Still, I wanted to put aside all my misgivings about the technology in hopes of trying to expand the discussion. I’ve seen some explorations of ChatGPT as a tool for improving human thinking. I wondered: If it can produce writing, can it or something like it also be a tool for helping me with my writing? Instead of looking for shortcuts, I want the best feedback for improving my ideas and their expression — especially input that moves me to pause and reflect on my motivations and beliefs.
I think there are two types of writers. Solitary writers produce their best work by turning inward and playing with language until they find the right way to express their vision. They need time and space to do their research and dig deep into their thoughts. What I’d call conversational writers, however, don’t thrive in a room of their own. They need to talk with others to be at the top of their game.
I’m a conversational writer, but until now I haven’t tried to zero in on what, exactly, other people are doing when they get me unstuck. I’ve been able to take their help for granted and haven’t had a reason to seek technological assistance. Could ChatGPT be a stand-in for those helpful souls?
I was reminded that the secret sauce is caring — something that no technology on the horizon can exhibit.
AI doesn’t give a damn about you
My many years of talking to others about writing suggests that the conversational process offers four key benefits.

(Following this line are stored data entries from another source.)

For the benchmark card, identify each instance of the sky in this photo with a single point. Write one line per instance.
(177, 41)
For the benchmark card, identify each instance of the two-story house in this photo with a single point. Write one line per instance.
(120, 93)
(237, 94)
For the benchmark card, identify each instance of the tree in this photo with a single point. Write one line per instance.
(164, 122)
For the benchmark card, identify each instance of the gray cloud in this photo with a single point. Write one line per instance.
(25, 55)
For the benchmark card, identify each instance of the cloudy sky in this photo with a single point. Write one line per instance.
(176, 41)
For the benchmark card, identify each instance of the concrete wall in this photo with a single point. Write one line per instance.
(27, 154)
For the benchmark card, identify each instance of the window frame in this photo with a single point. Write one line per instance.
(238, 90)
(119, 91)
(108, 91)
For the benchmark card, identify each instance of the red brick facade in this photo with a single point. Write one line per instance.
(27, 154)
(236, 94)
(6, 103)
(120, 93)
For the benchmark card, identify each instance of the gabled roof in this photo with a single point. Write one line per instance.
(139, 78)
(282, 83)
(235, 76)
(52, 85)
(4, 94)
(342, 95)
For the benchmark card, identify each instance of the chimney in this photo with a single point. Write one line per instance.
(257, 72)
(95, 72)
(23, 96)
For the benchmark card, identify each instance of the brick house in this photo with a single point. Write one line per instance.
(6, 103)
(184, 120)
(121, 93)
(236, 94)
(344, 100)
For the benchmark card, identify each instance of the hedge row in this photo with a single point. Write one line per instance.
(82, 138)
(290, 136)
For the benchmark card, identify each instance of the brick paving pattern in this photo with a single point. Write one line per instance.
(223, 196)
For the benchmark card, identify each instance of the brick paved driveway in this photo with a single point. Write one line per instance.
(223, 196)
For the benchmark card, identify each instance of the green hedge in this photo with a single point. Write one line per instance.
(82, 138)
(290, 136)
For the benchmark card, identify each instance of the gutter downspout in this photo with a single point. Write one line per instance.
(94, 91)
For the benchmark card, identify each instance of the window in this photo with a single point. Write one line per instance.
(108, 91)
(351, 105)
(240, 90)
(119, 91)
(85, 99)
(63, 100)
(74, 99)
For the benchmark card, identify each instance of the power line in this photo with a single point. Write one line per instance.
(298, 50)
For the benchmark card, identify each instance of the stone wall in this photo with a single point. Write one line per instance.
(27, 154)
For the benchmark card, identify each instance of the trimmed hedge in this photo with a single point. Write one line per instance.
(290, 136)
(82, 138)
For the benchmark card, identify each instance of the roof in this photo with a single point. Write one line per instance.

The first is drawing out knowledge and identifying the limits of what you know. I often tacitly know more than I can explicitly say and can’t access the full range of my understanding until prompted by dialogue. Questions like “Can you say more about X?” “Can you put this another way?” “Can you give me a clear example?” and “How does this point differ from something widely understood?” encourage me to respond to principled objections and offer better evidence.
The second benefit is becoming more reflective and fair-minded. Like most people, I can always become more charitable to an argument that I disagree with and temper how I express my dissatisfaction with it. Devil’s advocate pushback — especially pushback that motivates me to examine my biases — is essential.
The third benefit is avoiding tunnel vision. When others have noticed that I am being narrow or repetitive in my approach to a problem, they’ve offered new perspectives that have helped me see things differently. Sometimes, introducing a new metaphor or a deeper context does the trick. Other times, more is required, including pushing me to carefully interrogate my assumptions. Am I really dealing with an ethical issue that’s about conflicting values? Or is it more of a factual matter that requires a deeper dive into empirical research?
The fourth benefit is finding motivation. I often get deflated when writing — worried that I don’t have as much to say as I hoped or that I’m making such minor points that they’re not worth conveying. Other people have helped by lighting a spark. They’ve said things like “This is such a complex issue, the best anyone can do is tackle a small part of it.” Or “Knowledge is built one small point at a time within a community of inquirers. You’re playing a crucial part.” Even small affirmations such as “great point!” help. When others express thoughtful, independent judgment, they provide something invaluable: a sense of perspective.
ChatGPT isn’t programmed to ask you anything and can only respond to your prompts, but I figured I could ask the program for certain things human collaborators usually offer me.
Here’s me asking ChatGPT for motivation to write an op-ed about it, even though many others already have.
I don’t know about you, but I don’t find the generic points remotely moving.
What about asking ChatGPT to do something I would never ask of another human? Here’s me requesting a simulation of an encouraging text from my editor at The Globe.
It’s fine make-believe, but as a contrivance, the output doesn’t inspire. It’s like sending yourself a Valentine’s Day card from a “secret admirer.”
What about bias detection? I checked with ChatGPT to see if arguing that facial recognition technology should be banned is biased or unfair. This is a strong stance, and I’ve received a lot of pushback when advancing it. ChatGPT confirmed that it is a valid point of view.
I’m not sure what to make of this take, though. That’s because the technology has a limited capacity to justify its reasoning. ChatGPT isn’t actually concerned about public safety, privacy, or the expansion of police power, because it doesn’t give a damn about anything.
Now, I could ask ChatGPT to offer a devil’s advocate perspective on banning facial recognition. And I can ask ChatGPT to keep elaborating, so there’s some utility here. Nevertheless, the value is limited; the technology presents only widely known objections:
No one familiar with the topic will find any of the outputs surprising. And even if ChatGPT offered a novel perspective, it wouldn’t be able to cite where the ideas originate.
It isn’t necessarily surprising that ChatGPT can only offer derivative versions of the human-to-human conversation. A chatbot isn’t a dialoguebot.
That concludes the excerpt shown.